German multinational engineering giant Siemens has announced its intention to acquire asset management software-as-a-service provider Brightly for $1.9bn. The deal will bolster Siemens’ smart infrastructure business, the company said, and help to grow its digital revenues.

Siemens says Brightly is expected to have a revenue of $180m this year in a sector with a 13% average growth rate. (Photo courtesy of Siemens)

Based in North Carolina and currently owned by private equity firm Clearlake Capital, Brightly has 800 staff serving 12,000 customers worldwide and produces cloud-based software that gathers sensor data and predicts when maintenance will be needed before problems occur.

Siemens CEO Roland Busch said in a statement the “acquisition bolsters our growth targets, especially for digital revenue and software as a service”. Brightly’s systems are used by schools, hospitals, offices and factories, and Siemens says it will complement Siemen’s own offering in building management software.

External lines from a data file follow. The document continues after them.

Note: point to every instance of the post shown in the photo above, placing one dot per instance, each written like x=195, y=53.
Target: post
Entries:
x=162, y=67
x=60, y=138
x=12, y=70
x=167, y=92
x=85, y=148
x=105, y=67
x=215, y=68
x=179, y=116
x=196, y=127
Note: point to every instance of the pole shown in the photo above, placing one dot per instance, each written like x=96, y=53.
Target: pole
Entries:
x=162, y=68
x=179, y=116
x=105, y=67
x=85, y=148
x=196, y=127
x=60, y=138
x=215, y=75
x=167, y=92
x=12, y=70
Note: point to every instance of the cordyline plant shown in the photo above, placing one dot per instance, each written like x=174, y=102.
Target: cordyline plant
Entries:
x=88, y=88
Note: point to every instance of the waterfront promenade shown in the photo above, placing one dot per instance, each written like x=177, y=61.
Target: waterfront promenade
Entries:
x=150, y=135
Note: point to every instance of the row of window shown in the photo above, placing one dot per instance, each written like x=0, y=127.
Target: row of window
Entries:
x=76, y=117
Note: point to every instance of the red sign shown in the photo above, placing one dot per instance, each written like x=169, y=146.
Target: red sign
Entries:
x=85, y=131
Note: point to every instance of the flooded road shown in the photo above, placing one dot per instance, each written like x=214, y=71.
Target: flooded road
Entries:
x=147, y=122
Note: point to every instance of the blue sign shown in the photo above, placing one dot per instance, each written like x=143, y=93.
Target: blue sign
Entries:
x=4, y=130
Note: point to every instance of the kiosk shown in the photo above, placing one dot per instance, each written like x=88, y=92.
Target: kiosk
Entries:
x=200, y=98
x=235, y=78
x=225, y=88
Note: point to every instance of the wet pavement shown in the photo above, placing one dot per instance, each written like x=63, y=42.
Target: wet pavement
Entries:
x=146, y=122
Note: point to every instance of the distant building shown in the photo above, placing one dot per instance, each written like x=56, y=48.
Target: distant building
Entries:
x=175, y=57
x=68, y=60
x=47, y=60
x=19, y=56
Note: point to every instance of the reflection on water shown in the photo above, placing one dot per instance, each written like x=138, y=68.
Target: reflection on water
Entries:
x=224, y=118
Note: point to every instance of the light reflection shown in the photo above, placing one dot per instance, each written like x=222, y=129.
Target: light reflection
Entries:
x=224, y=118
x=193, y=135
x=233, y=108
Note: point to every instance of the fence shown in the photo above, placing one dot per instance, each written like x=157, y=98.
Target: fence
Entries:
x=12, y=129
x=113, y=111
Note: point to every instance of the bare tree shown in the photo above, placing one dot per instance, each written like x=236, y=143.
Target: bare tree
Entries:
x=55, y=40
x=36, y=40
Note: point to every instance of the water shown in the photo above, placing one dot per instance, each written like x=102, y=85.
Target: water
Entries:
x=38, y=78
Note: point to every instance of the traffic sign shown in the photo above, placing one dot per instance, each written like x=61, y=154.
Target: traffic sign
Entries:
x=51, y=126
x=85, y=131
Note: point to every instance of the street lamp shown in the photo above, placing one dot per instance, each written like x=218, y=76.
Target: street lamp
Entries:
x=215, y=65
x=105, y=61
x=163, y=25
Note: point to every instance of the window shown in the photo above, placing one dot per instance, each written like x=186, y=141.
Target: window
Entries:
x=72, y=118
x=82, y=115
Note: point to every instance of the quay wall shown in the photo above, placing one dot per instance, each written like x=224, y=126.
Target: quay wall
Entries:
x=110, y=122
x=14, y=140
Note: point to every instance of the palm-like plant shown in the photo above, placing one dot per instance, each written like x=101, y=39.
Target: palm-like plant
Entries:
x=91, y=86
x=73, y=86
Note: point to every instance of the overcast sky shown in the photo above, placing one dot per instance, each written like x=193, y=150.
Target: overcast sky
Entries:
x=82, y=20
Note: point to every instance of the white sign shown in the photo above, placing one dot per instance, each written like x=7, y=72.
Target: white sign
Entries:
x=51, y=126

This deal is the latest in a series of moves designed to bolster Siemens’ smart infrastructure division. In December, it acquired the digital twin business software from US-based vendor EcoDomus, and bought a $25m minority stake in US-based wireless charging company WiTricity earlier this month.

Siemens says its Smart Infrastructure division “combines the real and digital worlds across energy systems, buildings and industries, enhancing the way people live and work and significantly improving efficiency and sustainability”.

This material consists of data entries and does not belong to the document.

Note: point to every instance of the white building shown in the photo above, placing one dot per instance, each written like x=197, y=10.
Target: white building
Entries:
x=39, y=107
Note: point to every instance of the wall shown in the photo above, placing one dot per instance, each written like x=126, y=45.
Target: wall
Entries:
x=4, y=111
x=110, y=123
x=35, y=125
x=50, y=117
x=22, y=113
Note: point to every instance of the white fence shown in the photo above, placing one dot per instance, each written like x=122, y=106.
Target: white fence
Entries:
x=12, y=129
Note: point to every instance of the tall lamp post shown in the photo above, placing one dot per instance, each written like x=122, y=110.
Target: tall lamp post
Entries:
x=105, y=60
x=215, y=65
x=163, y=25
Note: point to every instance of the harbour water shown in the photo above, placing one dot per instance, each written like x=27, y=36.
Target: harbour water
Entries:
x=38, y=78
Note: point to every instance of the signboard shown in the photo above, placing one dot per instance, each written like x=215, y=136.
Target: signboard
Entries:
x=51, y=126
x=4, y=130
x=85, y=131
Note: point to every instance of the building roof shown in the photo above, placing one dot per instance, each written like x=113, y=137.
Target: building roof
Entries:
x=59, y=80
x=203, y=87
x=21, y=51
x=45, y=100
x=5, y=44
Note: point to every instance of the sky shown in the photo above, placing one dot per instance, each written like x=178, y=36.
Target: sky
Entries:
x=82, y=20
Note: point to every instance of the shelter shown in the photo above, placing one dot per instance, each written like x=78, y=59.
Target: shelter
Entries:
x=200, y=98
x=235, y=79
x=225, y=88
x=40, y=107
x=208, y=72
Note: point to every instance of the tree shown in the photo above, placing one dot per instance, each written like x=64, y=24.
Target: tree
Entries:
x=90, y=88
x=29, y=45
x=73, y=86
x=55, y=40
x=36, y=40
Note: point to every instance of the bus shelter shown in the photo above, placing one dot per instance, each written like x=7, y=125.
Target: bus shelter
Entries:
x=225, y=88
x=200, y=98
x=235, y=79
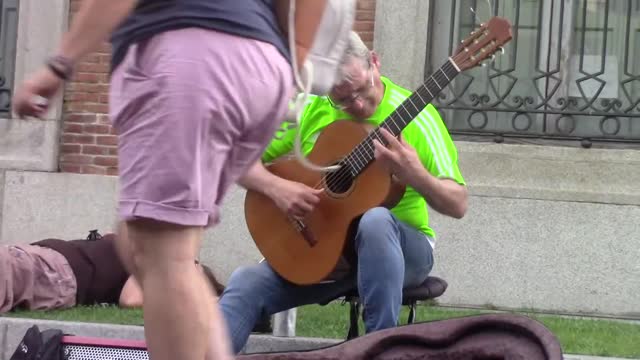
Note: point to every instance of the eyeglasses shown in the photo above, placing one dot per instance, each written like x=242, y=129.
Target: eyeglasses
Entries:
x=344, y=104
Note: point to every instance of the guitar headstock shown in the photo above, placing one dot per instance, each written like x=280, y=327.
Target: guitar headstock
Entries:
x=483, y=43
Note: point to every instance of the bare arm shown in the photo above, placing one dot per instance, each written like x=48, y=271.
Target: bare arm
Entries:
x=308, y=14
x=95, y=20
x=444, y=195
x=131, y=294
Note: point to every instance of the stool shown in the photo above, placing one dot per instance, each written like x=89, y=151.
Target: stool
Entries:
x=431, y=288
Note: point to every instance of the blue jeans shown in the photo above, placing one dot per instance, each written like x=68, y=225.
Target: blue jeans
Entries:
x=391, y=255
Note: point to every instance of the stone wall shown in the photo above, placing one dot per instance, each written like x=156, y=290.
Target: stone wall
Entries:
x=88, y=144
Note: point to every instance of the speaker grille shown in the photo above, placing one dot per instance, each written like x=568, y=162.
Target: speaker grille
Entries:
x=87, y=352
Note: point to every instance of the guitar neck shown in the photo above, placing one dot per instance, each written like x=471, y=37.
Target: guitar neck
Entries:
x=362, y=155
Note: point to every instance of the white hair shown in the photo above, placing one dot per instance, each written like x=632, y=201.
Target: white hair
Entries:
x=356, y=49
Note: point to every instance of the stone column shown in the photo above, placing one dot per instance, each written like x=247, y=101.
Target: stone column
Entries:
x=33, y=144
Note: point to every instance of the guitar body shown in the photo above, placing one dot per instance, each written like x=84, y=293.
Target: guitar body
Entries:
x=310, y=254
x=308, y=251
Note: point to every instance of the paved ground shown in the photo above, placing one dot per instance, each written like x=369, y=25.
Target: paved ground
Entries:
x=12, y=330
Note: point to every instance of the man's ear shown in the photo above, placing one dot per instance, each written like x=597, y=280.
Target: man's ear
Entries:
x=375, y=59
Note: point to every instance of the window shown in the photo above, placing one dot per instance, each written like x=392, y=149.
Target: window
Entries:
x=568, y=73
x=8, y=37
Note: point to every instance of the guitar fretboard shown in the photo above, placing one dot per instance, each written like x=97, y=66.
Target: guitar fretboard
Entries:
x=363, y=153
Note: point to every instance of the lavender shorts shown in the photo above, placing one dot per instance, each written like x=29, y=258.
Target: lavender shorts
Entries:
x=193, y=109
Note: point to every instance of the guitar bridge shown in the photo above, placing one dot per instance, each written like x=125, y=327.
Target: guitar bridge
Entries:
x=302, y=228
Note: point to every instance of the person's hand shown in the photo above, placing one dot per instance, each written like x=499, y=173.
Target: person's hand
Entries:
x=400, y=159
x=34, y=95
x=295, y=199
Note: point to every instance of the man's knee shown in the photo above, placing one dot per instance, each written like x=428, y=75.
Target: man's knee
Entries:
x=154, y=243
x=377, y=228
x=378, y=216
x=247, y=279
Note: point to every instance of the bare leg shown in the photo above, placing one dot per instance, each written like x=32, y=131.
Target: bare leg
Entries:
x=176, y=313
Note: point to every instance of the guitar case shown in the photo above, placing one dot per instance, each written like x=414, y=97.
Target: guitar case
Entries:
x=480, y=337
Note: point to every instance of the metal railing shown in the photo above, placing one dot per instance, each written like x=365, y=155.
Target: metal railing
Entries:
x=568, y=73
x=8, y=38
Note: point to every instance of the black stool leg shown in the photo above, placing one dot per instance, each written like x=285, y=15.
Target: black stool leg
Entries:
x=412, y=312
x=353, y=319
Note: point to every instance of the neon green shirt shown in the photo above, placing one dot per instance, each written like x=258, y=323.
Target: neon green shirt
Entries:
x=427, y=134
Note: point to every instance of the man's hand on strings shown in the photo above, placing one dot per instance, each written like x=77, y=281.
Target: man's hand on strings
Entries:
x=295, y=199
x=399, y=158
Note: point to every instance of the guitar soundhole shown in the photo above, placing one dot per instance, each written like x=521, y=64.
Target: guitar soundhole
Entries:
x=339, y=181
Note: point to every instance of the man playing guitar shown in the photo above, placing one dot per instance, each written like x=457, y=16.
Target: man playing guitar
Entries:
x=394, y=247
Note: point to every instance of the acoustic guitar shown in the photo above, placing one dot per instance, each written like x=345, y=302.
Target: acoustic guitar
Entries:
x=308, y=251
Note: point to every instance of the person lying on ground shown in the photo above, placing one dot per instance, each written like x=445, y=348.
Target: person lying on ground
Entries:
x=56, y=274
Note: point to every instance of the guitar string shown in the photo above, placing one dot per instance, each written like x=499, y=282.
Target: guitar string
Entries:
x=348, y=176
x=362, y=155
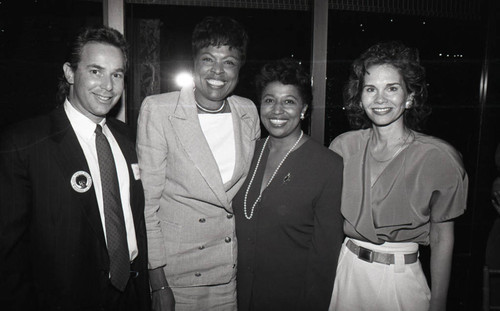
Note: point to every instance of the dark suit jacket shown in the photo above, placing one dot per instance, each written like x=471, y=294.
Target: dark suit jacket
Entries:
x=52, y=248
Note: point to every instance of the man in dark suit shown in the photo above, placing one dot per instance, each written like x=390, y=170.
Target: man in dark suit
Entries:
x=72, y=232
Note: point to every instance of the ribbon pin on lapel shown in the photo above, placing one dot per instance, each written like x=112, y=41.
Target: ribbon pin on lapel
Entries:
x=81, y=181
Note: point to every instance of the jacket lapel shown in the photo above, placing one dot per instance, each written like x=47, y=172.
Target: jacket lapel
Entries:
x=71, y=158
x=187, y=128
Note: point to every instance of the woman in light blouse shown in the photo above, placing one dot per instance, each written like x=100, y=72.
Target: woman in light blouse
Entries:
x=401, y=189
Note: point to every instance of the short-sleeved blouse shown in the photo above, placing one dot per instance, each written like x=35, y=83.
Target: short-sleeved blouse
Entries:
x=424, y=183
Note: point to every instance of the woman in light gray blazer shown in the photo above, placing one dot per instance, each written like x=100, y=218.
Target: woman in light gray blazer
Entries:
x=195, y=147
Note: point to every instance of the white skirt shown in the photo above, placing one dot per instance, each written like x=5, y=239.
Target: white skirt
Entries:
x=360, y=285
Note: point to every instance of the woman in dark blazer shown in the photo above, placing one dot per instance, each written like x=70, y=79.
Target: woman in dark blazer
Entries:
x=288, y=220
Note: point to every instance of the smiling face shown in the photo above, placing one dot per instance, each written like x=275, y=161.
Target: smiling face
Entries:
x=384, y=95
x=280, y=109
x=97, y=83
x=216, y=71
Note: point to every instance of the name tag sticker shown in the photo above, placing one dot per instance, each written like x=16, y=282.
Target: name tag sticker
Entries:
x=136, y=171
x=81, y=181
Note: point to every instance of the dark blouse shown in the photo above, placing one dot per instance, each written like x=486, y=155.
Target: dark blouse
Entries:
x=288, y=251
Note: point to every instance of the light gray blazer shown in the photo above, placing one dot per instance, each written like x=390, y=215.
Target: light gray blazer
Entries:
x=189, y=217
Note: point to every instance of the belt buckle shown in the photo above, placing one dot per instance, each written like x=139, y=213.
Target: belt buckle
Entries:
x=365, y=254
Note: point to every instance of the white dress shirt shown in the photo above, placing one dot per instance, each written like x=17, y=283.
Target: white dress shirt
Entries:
x=85, y=132
x=219, y=133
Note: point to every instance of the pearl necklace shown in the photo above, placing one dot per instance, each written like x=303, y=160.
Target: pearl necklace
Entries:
x=270, y=180
x=209, y=110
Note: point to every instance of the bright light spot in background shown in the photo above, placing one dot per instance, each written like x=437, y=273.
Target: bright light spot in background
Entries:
x=184, y=79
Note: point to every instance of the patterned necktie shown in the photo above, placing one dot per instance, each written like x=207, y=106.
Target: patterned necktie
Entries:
x=116, y=234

Kevin Kemmerer, CEO of Brightly Software, said in a statement that the sale represents “an important milestone” for his company after three years of transformation and shows a “confidence in our ongoing plans to scale across end-markets and geographies, our ability to accelerate our market leadership position in enterprise asset management, and our goal to help our clients create more sustainable communities”.

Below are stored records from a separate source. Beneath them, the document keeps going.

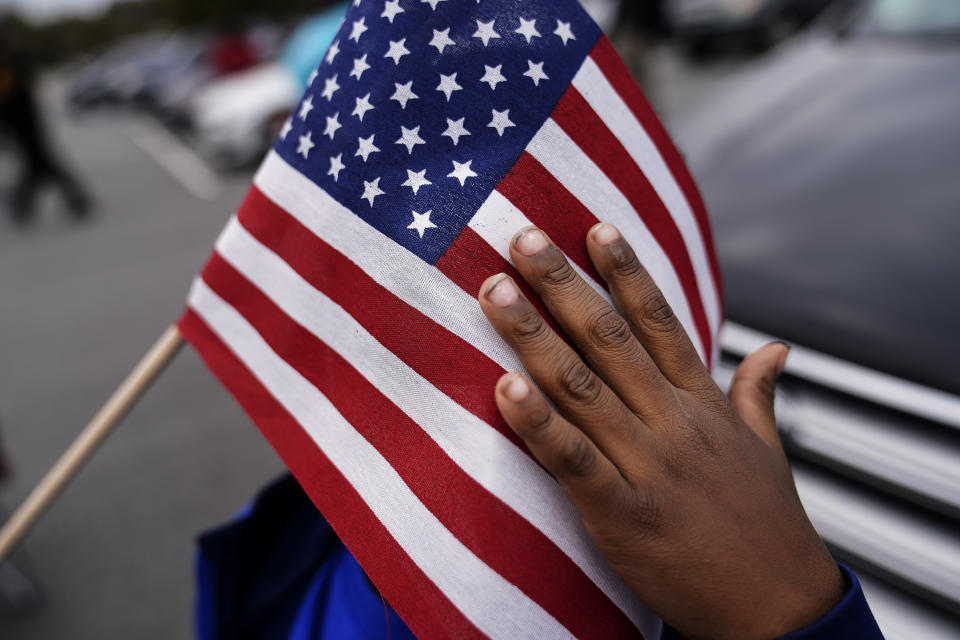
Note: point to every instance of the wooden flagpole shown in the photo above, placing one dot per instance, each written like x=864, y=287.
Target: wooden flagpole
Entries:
x=92, y=436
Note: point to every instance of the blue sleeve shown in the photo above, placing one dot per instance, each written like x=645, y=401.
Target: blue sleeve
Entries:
x=851, y=618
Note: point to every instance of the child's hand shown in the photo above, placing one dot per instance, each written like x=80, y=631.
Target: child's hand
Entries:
x=686, y=492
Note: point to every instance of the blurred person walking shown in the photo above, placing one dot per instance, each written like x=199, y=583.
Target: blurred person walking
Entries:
x=21, y=120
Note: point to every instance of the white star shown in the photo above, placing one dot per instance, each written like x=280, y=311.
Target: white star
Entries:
x=421, y=222
x=493, y=76
x=359, y=66
x=366, y=147
x=390, y=10
x=455, y=130
x=501, y=121
x=306, y=107
x=415, y=180
x=363, y=105
x=535, y=72
x=332, y=52
x=330, y=87
x=371, y=190
x=359, y=27
x=485, y=32
x=462, y=171
x=397, y=50
x=306, y=144
x=448, y=84
x=410, y=138
x=441, y=40
x=563, y=30
x=332, y=125
x=336, y=166
x=528, y=29
x=404, y=93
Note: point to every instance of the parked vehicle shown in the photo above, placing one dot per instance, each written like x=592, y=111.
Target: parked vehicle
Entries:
x=700, y=25
x=235, y=119
x=831, y=176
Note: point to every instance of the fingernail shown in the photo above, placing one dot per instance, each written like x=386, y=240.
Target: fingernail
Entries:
x=605, y=234
x=504, y=293
x=531, y=242
x=517, y=389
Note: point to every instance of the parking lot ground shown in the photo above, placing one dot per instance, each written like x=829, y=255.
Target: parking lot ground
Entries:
x=79, y=304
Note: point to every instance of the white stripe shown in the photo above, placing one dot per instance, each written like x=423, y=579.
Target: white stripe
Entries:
x=561, y=156
x=499, y=609
x=498, y=220
x=422, y=286
x=481, y=451
x=618, y=117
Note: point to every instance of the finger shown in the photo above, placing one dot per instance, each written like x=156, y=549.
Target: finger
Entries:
x=753, y=387
x=598, y=331
x=641, y=302
x=575, y=389
x=588, y=476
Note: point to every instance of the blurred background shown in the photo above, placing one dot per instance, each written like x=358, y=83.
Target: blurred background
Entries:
x=825, y=138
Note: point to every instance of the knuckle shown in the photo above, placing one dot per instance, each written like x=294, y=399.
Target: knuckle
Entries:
x=529, y=327
x=655, y=316
x=579, y=382
x=558, y=273
x=626, y=263
x=539, y=421
x=578, y=458
x=646, y=511
x=657, y=312
x=610, y=330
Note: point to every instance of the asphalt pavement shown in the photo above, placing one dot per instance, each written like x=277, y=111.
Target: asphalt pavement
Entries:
x=79, y=305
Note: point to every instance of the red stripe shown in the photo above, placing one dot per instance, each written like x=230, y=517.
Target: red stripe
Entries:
x=587, y=130
x=451, y=364
x=424, y=608
x=619, y=77
x=545, y=201
x=506, y=542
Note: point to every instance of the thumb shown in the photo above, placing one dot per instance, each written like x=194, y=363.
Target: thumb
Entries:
x=752, y=390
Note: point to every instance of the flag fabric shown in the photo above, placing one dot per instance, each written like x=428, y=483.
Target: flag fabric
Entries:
x=339, y=303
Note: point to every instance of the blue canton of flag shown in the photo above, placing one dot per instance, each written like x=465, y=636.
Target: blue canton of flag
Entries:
x=415, y=113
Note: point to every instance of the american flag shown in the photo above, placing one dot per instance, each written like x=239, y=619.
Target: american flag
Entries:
x=339, y=303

‘Leapfrog to the next level’

Clearlake’s $500m investment in Brightly in 2019 helped the company expand into new markets and double its annual revenue, bringing in a global customer base of about 12,000 across multiple sectors including commercial real estate and public infrastructure.

“Brightly will enable us to leapfrog to the next level of performance for buildings,” said Matthias Rebellius, CEO of Siemens’ smart infrastructure division in a statement. “With seamless data exchange between our offerings, our customers can expect enhanced efficiency, lower downtimes and maintenance costs, shorter lifecycles, better data-driven decisions and more satisfied tenants.”

“The acquisition will speed up our target of becoming a leading software company also in infrastructure and support our vision of creating fully autonomous buildings that continuously learn from and adapt to the needs of their tenants.”

Siemens estimates that by 2050 there will be seven billion people living in urban areas, a trend it says highlights the need for smart and sustainable infrastructure to serve those communities while also tackling climate change. “Siemens strives to build smart communities, enabled by digitalisation and intelligent systems,” the company said in a statement, explaining that deals like the acquisition of Brightly will help it achieve that goal.

The deal, expected to be completed by the end of 2022, is made up of $1.58bn in cash upfront and $300m in cash earn-out payments. Brightly expects to generate revenue of about $180m this year and is in a market with an annual growth rate of about 13%. Siemens confirmed Brightly’s current profit margin was roughly equivalent to the target for its Smart Infrastructure division, of between 11% and 16%, so is expected to help boost the division’s margin.

Smart infrastructure and net zero

Speaking at New Statesman Media Group’s Making Sense of Net Zero event last year, Thomas Kiessling, CTO for smart infrastructure at Siemens, said the potential to digitise buildings and infrastructure is still largely untapped. “Around 5% of buildings are smart,” he said. “For the energy grid, we’re looking at about 10% to 15% digitalisation. So there is still huge potential.”

Making buildings more energy efficient will be vital if the world is going to substantially cut its carbon emissions, Kiessling explained, with around 40% of global CO2 emissions coming from buildings.

One way to achieve this, he said, is to connect the energy infrastructure within a building to the wider energy grid, so that it can respond to fluctuations in usage and, once equipped with solar panels or wind turbines, feed into the grid. “We have estimated the compound impact of [grid-interactive buildings] to be something like 10% to 15% of total CO2 reduction,” he said.